I’m using a spark kernel inside the notebook. Unlike Python, the resultant output table is not beautified. When I run myDataFrame.show(10), it prints an ASCII table which is very hard to read given the possible nested nature of the result. I was thinking a tabular output would be a good first step or an optional JSON array to handle the nested ness. How can I intercept this output and reformat with a HTML interactive table?

Have you tried something like this:

myDataFrame.limit(10).toPandas()

See here and here. According to here you’d need Pandas installed and available. However, I’m unsure though what kernel they are referring to since the first SO post just says Jupyter or if pyspark and the spark kernel are different?

Thanks for the idea. I forgot to add that I’m working with Scala spark and not pyspark which doesn’t have toPandas() method.
In general how to format the output of a cell before painting it on screen?

Can you try putting the code credited to Aivean shown here in a cell and running that cell and then try:

myDataFrame.showHTML(10, 300)

Problem with that idea is that I cannot tell if it is particular to the almond kernel?

Neat idea! But as you guessed the sparkmagic kernel I’m using does not provide (afaik) an output handler like publish used by Aivean.
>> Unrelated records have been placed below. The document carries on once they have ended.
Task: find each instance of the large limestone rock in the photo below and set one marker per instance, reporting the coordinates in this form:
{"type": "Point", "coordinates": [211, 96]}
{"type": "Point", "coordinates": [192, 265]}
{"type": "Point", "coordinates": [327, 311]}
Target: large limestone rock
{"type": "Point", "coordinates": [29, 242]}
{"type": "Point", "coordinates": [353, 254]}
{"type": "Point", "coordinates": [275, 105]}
I raised a feature request for the same on sparkmagic github at https://github.com/jupyter-incubator/sparkmagic/issues/670#issue-705831198

But I was thinking of implementing a magic command (if it doesn’t exist) which is kernel agnostic, that intercepts the output of myScalaDataFrame.show() and transforms it to a HTML table. Any thoughts on that?

Sorry, I haven’t made any magic commands.
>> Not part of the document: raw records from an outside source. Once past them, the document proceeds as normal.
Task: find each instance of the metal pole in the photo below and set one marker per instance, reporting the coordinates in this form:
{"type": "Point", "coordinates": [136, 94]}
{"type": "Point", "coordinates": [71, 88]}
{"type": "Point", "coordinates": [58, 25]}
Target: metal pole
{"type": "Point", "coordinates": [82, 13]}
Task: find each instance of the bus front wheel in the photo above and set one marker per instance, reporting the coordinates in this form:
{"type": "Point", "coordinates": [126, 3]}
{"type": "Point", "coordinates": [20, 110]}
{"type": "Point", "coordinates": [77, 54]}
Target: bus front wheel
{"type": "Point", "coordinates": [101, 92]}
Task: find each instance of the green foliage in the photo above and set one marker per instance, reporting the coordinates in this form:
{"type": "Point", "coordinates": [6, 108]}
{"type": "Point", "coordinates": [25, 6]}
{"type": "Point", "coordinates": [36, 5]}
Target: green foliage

If you want something less fancy and working now… does write work in your kernel? If so, you could send the output of .show() to a file with the following,like in step 3 here:

text_file = open("filename.html", "a")
# write the ASCI
text_file.write(myDataFrame.show(10))

Or try:

 %store myDataFrame.show(10) >filename.html

Then you can adjust the ASCII to HTML using this or pandoc, perhaps? And then display that HTML in your notebook if the kernel allows that?

This idea is cool too. Thanks for sharing these. However, I think they expect myDataFrame to be a local Python data structure. In my case, all data frames are in spark context managed by livy, which cannot be accessed by local kernel. So, I think hooking into output handler of the Jupyter notebook ecosystem, would be the only way. I’m assuming this is possible using magic commands.